Anyhow, the minute I spotted the dragonfruit, I snagged one.
I have eaten these before and enjoyed them. But I've never painted one. So I looked forward to this.
And it seemed it would work as a subject for my three goals for my watercolor course:
- Go Big
- Don't lose my sketchbook style
- Let the watercolor do more of the work for me
I planned to capture this fist-sized fruit on an 18 x 24 piece of Strathmore 400 watercolor paper.
It took hours. Mostly because, in order to capture that deep deep glowing, almost pulsating red, I had to paint about 7 layers of various red glazes on all that paper, then wait for it to dry! My goodness, it takes a lot of patience to paint in watercolor! Clearly, if I'm going to pursue this, I need to figure out the second hobby that I can pursue in the periods between layers of a watercolor painting! Or have three or four paintings going at once... advice welcome if any of you have have experience with this sort of thing.

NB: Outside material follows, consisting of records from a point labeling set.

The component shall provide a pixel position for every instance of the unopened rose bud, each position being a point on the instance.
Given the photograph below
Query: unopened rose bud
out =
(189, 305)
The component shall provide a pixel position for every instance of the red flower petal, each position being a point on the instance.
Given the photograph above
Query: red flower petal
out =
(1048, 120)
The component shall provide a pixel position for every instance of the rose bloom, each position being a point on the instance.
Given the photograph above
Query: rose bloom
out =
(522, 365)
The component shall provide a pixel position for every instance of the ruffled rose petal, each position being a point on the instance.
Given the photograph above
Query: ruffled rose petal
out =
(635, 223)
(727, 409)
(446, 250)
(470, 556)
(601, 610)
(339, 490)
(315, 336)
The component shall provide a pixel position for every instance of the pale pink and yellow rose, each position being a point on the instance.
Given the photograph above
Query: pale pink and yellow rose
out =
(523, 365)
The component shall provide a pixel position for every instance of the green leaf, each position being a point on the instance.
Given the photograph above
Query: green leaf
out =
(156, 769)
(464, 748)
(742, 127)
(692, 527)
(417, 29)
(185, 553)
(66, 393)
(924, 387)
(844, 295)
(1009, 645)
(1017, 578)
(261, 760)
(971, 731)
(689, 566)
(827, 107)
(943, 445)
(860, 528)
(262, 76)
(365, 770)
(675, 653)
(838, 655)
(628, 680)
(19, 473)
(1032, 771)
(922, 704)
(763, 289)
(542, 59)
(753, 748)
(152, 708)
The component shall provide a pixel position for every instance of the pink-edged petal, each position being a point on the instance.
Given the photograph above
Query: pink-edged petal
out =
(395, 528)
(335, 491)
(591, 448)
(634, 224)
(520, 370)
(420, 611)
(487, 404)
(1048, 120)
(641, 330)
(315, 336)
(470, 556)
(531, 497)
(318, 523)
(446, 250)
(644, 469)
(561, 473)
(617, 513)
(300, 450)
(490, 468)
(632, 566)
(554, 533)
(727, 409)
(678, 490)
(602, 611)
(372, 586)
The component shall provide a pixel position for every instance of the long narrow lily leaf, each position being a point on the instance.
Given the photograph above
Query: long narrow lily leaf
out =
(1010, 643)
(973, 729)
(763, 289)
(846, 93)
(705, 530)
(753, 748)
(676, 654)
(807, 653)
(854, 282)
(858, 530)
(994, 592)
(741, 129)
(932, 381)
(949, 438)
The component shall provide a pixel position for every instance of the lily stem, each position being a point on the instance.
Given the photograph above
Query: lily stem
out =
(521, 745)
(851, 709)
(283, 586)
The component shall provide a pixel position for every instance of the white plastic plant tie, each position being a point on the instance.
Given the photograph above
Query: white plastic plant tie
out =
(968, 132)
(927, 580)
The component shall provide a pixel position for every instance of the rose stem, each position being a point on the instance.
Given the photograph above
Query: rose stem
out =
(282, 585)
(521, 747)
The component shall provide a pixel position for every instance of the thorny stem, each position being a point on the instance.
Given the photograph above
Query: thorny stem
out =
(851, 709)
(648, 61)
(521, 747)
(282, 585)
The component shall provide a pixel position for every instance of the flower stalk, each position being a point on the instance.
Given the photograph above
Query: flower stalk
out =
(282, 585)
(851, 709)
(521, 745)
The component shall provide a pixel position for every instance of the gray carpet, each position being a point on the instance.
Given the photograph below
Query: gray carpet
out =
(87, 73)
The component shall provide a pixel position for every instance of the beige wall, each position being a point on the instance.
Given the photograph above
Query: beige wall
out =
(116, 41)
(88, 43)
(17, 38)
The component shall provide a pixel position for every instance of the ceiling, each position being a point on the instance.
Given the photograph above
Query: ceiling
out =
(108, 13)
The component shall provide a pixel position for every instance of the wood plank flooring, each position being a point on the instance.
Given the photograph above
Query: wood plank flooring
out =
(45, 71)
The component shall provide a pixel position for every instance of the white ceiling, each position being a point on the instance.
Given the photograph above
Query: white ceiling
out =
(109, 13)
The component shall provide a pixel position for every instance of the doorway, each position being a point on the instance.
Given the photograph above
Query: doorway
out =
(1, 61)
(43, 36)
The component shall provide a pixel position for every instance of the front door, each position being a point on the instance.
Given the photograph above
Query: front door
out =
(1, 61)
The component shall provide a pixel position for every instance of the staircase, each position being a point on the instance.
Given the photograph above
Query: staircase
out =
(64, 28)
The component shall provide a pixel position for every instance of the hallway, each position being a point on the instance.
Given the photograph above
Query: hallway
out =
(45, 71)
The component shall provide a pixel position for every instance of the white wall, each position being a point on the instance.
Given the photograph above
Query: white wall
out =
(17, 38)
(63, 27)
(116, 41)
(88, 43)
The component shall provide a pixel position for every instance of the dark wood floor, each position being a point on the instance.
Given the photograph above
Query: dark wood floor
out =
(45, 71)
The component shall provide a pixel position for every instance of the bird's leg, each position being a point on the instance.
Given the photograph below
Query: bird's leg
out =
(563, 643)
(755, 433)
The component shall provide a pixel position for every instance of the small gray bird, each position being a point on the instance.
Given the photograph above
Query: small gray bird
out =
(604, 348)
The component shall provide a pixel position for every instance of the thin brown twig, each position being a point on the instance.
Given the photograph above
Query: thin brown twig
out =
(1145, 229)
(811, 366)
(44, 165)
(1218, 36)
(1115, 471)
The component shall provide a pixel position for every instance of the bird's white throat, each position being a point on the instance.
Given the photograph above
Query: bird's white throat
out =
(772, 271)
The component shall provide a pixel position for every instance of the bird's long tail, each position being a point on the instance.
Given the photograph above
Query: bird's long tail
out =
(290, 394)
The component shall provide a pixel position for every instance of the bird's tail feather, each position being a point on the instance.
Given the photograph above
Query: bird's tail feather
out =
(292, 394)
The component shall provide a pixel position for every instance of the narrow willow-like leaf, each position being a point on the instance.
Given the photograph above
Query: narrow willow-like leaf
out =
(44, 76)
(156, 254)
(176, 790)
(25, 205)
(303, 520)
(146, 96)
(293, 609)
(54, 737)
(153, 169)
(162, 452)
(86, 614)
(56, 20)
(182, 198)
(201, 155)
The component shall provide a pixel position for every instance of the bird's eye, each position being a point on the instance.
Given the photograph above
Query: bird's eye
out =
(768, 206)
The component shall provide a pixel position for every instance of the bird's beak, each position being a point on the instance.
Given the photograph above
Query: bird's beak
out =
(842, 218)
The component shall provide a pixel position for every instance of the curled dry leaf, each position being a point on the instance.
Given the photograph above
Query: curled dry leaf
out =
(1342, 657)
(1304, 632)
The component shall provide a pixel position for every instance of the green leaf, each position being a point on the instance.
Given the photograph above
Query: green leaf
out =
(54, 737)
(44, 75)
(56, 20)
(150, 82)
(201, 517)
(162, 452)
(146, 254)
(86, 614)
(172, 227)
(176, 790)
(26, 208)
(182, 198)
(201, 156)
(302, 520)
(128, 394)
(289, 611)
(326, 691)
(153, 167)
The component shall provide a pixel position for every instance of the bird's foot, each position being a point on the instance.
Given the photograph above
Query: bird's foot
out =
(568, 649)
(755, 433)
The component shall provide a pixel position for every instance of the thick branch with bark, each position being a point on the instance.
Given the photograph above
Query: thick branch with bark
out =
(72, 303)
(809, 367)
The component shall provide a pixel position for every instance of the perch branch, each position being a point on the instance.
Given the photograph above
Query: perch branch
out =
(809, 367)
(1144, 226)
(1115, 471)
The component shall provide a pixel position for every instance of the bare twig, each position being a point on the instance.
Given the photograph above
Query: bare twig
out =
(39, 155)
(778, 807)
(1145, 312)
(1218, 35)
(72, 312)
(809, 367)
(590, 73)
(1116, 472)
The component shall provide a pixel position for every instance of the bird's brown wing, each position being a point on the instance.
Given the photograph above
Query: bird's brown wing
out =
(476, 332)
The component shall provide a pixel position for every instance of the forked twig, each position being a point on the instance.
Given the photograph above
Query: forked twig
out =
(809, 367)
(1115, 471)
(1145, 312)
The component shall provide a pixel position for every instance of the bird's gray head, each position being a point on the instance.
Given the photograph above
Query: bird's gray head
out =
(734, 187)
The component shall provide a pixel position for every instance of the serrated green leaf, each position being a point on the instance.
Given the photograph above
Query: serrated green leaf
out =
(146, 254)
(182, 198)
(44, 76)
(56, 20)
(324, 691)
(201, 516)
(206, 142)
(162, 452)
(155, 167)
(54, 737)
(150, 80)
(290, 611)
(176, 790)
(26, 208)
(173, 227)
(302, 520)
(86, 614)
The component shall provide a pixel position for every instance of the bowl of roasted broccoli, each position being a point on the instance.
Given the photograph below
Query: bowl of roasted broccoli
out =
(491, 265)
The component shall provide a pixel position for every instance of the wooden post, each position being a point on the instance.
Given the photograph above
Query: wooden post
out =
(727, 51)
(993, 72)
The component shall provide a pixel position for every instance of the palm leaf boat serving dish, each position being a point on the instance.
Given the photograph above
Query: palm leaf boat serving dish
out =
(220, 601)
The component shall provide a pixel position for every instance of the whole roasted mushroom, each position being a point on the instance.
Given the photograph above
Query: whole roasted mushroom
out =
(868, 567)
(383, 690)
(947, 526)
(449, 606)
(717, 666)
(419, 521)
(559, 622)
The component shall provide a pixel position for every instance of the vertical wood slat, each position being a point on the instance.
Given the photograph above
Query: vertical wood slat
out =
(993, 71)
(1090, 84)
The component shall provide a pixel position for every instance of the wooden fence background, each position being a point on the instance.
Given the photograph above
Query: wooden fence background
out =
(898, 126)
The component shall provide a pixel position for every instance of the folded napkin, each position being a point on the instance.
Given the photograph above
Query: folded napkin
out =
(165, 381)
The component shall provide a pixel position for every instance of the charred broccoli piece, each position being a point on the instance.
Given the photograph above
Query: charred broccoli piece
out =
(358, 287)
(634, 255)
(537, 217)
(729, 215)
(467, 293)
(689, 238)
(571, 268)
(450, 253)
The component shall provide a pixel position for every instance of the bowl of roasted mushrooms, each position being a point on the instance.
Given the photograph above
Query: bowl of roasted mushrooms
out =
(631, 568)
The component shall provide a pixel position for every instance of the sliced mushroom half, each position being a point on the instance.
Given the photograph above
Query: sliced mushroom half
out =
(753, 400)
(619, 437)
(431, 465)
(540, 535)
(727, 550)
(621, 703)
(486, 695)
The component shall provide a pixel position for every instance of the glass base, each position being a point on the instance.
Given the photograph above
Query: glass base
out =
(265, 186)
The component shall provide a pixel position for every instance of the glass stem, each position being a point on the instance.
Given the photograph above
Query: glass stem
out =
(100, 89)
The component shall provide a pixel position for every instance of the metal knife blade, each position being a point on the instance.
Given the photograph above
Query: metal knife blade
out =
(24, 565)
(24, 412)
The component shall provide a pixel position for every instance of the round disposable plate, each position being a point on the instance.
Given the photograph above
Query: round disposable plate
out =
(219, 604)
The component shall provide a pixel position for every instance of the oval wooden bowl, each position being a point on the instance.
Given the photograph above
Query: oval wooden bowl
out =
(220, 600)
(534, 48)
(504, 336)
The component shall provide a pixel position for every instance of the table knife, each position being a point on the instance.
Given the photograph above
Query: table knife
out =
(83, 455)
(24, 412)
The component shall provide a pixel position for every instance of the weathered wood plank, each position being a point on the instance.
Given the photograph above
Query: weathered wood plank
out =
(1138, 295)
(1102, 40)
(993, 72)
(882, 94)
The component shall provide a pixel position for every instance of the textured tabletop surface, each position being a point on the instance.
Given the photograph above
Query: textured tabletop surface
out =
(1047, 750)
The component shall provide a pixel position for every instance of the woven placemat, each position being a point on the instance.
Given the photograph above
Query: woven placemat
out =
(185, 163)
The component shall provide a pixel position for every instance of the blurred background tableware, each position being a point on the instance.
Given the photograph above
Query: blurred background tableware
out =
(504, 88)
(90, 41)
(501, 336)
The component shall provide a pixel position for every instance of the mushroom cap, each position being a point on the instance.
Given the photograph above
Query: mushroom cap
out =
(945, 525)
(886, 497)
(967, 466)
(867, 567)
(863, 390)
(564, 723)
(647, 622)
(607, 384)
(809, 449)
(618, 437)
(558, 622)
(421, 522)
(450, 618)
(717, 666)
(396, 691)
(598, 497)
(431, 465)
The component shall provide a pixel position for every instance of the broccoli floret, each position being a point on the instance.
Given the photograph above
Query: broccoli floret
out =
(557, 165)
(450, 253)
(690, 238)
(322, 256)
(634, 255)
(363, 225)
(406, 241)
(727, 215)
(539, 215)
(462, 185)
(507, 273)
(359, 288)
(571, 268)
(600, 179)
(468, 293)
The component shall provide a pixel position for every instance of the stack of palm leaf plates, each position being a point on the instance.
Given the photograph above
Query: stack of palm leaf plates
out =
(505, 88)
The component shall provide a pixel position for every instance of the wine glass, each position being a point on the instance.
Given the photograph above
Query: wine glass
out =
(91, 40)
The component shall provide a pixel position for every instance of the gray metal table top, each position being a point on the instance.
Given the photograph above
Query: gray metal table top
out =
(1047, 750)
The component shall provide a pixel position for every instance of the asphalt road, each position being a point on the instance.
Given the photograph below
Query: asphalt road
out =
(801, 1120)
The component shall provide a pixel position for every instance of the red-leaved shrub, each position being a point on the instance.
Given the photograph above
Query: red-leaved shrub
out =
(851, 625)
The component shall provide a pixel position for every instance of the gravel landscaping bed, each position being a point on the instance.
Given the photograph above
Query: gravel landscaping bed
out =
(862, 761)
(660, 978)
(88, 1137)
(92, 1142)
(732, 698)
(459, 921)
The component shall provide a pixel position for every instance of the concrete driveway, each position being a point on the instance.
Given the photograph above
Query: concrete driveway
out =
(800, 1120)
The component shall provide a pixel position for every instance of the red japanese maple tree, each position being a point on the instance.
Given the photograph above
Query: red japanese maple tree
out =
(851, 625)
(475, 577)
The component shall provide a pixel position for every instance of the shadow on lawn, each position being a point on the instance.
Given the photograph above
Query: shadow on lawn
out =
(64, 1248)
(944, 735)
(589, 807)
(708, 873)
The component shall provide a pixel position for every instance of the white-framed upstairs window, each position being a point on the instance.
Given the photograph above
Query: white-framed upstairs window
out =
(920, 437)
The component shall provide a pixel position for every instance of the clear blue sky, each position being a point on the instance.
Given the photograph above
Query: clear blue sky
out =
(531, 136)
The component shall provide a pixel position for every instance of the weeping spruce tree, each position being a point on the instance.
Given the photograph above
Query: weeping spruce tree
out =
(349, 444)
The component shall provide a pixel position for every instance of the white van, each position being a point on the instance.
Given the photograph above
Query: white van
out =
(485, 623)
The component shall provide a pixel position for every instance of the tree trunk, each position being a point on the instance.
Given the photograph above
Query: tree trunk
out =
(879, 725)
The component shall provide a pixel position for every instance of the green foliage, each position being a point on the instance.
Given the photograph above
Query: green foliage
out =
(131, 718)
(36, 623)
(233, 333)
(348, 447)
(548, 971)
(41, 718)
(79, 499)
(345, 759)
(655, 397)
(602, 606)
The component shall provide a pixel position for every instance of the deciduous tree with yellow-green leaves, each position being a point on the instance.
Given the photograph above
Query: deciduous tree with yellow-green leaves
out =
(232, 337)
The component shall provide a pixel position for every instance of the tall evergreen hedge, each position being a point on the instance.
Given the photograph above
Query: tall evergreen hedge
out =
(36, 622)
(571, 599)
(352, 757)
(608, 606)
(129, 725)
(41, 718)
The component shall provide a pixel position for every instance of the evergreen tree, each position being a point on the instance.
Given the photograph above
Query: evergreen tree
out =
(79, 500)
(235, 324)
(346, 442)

Anyhow, here is a look at my class workspace, and the dragonfruit portrait in progress.
During this process I realized that working out of my little palette would not cut it for these larger paintings. Starting tomorrow, I'll be bringing my tubes and something to mix in. I completely emptied my red wells in my work today.
Below is the final dragonfruit portrait.
About those drips. Cool huh? Kind of takes the portrait and makes it meta. Is it a dragonfruit? Or a painting of a dragonfruit? I love the way they change the entire composition. I think they add a liveliness to the painting that it didn't have with just the fruit.
Should I claim I planned that? Or should I admit that the first giant drip occurred when I went to the bathroom, so I couldn't even begin to catch it in progress and clean it up? I could claim the truth, which is after I wailed (but only for about 10 seconds), I realized, hey, that looks kind of good. I should add a few more drips...
I celebrated that I didn't let the drips derail me. And that I actually used them to get something much cooler than anything I could have thought of on my own.
I think that might be part of my learning to "let the watercolor work for me." I have to let the water have more freedom on the paper. Sometimes that means I'll ruin a piece, because I'm still learning what I'm doing. But sometimes it means I learn something I never would have thought of on my own.